Linear also has over 40,000 healthy volunteer participants in its database. Australia’s multicultural population – 29% of citizens are born overseas – ensures a diverse patient cohort for clinical trials.
‘We delivered record enrolments for our cancer trials,’ says Rogers. ‘These patients would not have received treatment in other facilities. And we’re seeing amazing response rates. Up to 75% of patients observe some form of response with a small number experiencing complete responses (full remission) as a result of new therapeutics. It’s lifechanging.’
Linear also deployed its capabilities to support COVID-19 vaccine and therapeutic trials. The company worked with Chinese biotech Clover to undertake Phase I clinical trials for a vaccine candidate. It had the trial up and running in two weeks following ethics submission. The Phase I trial recruited 140 volunteers as a single site. This enabled a subsequent global Phase II/III trial that went on to demonstrate successful protection against COVID-19.
‘The Clover vaccine is now among the group of vaccines used in China,’ says Rogers. ‘It was thrilling to play a role in its development.’
Linear undertook more than a dozen COVID-19 trials and prophylactic studies across a range of therapeutic modalities from 2020–2022. One of these was with Stanford University to trial an antibody to prevent COVID-19.
‘We worked around the clock with the Stanford researchers to help design the protocol,’ says Rogers. ‘Then we obtained ethics committee approval within 15 days, recruited patients and had the trial running within 20 days. It was the quickest clinical trial Linear has ever done. It is probably one of the quickest clinical trials in history, from the point of engagement to clinical execution and the delivery of data.’
Linear works with Bellberry, an organisation providing scientific and ethical review of human research projects. During the pandemic, Bellberry had an accelerated approval process for COVID-19 therapeutics and vaccines.

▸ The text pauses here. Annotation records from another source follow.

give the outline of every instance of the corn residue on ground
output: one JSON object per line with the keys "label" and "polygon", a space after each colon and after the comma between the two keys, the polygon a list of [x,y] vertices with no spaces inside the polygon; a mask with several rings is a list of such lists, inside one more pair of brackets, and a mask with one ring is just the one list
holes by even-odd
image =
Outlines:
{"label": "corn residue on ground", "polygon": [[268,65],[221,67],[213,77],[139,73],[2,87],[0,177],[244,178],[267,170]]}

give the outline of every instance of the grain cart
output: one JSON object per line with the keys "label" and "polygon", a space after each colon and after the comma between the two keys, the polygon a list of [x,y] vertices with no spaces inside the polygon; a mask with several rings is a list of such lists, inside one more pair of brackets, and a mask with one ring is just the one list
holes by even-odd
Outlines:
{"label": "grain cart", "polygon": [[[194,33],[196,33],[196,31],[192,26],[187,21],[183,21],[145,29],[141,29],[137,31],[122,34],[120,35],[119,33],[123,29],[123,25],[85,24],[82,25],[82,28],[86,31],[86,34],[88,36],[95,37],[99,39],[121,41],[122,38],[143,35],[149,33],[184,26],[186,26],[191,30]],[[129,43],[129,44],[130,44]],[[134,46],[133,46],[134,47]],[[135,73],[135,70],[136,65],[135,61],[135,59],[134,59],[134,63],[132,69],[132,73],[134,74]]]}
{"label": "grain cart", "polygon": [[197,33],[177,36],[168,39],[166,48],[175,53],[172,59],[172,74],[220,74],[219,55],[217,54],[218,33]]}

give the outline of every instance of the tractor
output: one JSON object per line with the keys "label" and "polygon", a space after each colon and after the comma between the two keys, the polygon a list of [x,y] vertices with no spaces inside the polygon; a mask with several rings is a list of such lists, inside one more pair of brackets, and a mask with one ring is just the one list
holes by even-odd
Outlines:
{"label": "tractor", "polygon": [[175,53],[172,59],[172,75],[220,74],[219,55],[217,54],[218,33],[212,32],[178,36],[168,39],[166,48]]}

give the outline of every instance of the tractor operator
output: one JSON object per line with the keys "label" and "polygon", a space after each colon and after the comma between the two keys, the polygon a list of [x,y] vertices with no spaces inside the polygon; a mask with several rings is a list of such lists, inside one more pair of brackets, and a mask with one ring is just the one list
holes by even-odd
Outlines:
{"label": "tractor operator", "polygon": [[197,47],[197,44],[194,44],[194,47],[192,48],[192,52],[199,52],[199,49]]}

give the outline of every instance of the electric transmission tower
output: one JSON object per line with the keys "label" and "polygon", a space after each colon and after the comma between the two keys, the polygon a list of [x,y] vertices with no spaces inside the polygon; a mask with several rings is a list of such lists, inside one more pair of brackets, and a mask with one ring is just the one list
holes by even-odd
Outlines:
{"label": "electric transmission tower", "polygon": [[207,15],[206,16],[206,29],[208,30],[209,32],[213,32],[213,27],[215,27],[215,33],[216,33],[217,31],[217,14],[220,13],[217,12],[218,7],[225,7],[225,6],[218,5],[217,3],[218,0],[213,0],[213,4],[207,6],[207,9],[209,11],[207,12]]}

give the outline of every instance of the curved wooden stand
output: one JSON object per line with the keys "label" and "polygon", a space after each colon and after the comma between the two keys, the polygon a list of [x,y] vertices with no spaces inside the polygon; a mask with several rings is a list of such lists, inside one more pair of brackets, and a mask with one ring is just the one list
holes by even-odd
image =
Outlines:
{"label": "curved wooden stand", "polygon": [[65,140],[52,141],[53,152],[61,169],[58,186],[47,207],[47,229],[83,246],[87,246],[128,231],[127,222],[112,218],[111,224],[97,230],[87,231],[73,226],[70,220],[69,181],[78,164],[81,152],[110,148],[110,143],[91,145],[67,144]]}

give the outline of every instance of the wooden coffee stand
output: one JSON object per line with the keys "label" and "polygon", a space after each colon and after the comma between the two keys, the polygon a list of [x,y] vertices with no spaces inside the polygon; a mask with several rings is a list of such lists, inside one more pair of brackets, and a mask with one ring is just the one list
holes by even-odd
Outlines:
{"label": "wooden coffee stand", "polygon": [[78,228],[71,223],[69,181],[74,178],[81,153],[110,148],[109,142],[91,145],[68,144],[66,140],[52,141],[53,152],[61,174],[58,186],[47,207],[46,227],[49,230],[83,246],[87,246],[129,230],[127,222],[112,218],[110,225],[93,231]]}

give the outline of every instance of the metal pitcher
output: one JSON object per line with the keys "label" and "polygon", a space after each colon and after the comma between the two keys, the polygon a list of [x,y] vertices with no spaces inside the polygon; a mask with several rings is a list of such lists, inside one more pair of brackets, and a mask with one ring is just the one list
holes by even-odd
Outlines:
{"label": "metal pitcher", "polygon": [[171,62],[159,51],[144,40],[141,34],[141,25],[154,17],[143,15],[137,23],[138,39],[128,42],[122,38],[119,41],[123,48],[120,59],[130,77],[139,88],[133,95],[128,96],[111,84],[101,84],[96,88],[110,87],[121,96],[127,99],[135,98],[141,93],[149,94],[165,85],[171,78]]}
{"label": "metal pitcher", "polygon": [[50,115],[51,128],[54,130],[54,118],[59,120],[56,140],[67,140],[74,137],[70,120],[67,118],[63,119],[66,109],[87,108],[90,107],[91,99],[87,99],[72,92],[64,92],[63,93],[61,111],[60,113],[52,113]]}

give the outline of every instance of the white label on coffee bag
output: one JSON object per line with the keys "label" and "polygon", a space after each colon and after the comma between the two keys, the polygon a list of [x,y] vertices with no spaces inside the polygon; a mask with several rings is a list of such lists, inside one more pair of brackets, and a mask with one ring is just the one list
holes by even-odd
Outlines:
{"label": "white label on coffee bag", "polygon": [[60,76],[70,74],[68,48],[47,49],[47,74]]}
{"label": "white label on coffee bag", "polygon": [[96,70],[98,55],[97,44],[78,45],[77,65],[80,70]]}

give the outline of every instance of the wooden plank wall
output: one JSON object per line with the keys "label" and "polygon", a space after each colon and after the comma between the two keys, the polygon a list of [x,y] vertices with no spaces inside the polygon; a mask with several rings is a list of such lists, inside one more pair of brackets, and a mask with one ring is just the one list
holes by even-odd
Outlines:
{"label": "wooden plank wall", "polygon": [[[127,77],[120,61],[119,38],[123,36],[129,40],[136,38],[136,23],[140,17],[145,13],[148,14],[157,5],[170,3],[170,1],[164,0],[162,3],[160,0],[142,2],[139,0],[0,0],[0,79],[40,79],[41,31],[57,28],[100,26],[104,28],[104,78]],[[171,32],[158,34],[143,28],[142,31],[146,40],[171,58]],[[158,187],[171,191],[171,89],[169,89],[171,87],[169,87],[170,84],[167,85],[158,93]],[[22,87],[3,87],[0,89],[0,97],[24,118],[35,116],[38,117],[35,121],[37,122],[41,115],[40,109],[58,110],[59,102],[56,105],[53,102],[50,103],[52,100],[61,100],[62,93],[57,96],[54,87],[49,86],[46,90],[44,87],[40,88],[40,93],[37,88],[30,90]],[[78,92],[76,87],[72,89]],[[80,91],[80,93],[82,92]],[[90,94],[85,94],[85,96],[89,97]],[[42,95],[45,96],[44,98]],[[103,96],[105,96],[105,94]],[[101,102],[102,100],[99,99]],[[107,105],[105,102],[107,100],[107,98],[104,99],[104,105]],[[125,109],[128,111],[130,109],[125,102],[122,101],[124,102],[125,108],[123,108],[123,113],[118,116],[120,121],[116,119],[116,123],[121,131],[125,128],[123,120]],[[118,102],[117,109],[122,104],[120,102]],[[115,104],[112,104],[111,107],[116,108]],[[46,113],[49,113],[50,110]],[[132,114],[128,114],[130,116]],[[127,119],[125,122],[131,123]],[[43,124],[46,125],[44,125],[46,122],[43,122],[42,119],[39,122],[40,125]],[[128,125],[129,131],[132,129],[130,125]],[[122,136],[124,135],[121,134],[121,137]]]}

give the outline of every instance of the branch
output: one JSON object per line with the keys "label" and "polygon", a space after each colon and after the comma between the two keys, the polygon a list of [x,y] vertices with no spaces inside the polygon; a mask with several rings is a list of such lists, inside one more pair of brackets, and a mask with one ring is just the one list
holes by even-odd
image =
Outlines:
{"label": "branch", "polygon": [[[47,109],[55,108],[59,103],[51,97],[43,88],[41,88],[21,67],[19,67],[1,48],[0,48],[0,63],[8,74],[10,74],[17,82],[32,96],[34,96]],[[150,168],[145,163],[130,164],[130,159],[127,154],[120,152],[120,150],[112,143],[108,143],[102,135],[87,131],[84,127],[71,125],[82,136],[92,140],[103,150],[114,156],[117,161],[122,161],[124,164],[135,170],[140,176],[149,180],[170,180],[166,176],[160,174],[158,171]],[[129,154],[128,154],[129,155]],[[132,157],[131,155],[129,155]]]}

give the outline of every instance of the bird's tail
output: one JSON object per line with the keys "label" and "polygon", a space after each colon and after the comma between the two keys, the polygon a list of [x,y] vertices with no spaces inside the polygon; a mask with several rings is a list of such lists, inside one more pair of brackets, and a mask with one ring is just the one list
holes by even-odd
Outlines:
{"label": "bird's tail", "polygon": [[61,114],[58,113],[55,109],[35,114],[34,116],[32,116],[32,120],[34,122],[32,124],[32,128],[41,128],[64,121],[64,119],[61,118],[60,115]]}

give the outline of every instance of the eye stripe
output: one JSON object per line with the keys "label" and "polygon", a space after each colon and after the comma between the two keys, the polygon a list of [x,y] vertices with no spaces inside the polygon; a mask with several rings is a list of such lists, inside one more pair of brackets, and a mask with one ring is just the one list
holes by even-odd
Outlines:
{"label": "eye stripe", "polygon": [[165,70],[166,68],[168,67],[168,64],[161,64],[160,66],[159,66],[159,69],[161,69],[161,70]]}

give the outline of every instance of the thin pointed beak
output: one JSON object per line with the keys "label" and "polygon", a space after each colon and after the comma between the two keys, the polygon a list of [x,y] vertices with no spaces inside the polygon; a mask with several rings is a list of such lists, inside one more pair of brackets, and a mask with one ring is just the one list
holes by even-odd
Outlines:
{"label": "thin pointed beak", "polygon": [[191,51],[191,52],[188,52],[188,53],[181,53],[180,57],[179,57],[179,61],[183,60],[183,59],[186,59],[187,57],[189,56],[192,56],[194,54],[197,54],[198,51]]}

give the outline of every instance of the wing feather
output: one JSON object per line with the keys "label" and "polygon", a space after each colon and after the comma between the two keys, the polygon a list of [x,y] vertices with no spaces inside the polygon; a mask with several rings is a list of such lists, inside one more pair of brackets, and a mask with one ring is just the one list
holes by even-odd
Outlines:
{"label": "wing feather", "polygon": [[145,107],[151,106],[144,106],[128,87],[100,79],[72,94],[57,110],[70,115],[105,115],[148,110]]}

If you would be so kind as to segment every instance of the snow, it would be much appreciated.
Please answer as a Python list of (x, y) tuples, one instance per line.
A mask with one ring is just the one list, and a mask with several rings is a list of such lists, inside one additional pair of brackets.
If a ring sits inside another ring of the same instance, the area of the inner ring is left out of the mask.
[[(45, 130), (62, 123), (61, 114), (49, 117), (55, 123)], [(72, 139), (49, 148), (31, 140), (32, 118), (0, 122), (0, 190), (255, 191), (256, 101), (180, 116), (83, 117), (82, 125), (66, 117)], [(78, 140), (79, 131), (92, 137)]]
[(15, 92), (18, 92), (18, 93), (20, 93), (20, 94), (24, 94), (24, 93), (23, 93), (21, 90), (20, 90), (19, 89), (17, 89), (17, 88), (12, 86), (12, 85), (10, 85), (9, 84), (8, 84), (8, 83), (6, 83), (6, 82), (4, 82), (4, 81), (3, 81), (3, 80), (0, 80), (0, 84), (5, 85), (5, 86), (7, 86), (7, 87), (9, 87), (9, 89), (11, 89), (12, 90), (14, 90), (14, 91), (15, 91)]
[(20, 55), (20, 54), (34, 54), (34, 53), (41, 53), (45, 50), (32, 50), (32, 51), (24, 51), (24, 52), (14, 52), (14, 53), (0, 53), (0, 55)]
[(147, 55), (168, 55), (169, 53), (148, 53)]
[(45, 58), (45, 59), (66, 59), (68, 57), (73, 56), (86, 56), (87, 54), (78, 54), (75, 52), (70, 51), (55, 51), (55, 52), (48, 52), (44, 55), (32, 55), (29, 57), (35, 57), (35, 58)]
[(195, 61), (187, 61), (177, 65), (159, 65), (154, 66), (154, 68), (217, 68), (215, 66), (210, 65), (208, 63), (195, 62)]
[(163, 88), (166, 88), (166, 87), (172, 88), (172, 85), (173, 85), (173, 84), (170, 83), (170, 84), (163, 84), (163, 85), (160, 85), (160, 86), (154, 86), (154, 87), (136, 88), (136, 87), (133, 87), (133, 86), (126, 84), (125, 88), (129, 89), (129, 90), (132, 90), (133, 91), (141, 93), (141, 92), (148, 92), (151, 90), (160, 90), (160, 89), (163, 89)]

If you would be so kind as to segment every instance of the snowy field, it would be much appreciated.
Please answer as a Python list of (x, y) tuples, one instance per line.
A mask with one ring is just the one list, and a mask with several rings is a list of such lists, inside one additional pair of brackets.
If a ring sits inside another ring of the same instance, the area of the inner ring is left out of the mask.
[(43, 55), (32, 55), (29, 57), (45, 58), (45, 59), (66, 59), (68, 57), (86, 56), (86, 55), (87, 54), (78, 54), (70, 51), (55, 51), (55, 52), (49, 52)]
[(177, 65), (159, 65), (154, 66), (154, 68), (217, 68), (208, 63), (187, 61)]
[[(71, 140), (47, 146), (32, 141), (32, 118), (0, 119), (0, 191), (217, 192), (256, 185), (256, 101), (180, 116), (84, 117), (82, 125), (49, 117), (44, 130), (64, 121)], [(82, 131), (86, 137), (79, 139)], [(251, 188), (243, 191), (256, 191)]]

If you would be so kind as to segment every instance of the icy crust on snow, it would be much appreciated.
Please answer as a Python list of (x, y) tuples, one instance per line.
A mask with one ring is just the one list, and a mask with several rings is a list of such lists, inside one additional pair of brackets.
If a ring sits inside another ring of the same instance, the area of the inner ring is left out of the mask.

‘Australia’s pragmatic regulatory environment is one of our key strengths,’ says Rogers. ‘The Therapeutic Goods Administration delegates trial reviews to human-research ethics committees like Bellberry. This speeds approval times so clinical trials can be set up quickly but safely.’
Almost all of Linear’s clients are international pharmaceutical or biotech firms. Most of them are from the US, followed by China and the EU. Rogers says Austrade was instrumental in helping Linear enter the Chinese market in 2017.
‘We’ve had tremendous support from Austrade over years,’ says Rogers. ‘The on-the-ground support in China was an important aspect of our growth in that market. Their staff went above and beyond. I would happily recommend Austrade to any business wanting to expand their overseas markets.’
The past few years have seen major changes in therapeutics and approaches to clinical trials.
‘We’re seeing new molecules being tested, including bi-specific antibodies and drugs that target certain mutations based on genomics,’ say Rogers. ‘COVID-19 saw a shift to new treatments for infectious diseases and respiratory viruses. We’re seeing more targeted therapeutics, particularly mRNA therapeutics and cell therapies.
‘The world made a vaccine for COVID-19 in 12 months, thanks to research, industry and government working together,’ says Rogers. ‘At Linear, we want to keep pushing the innovation agenda. It’s the only way we can keep creating drugs that save lives.’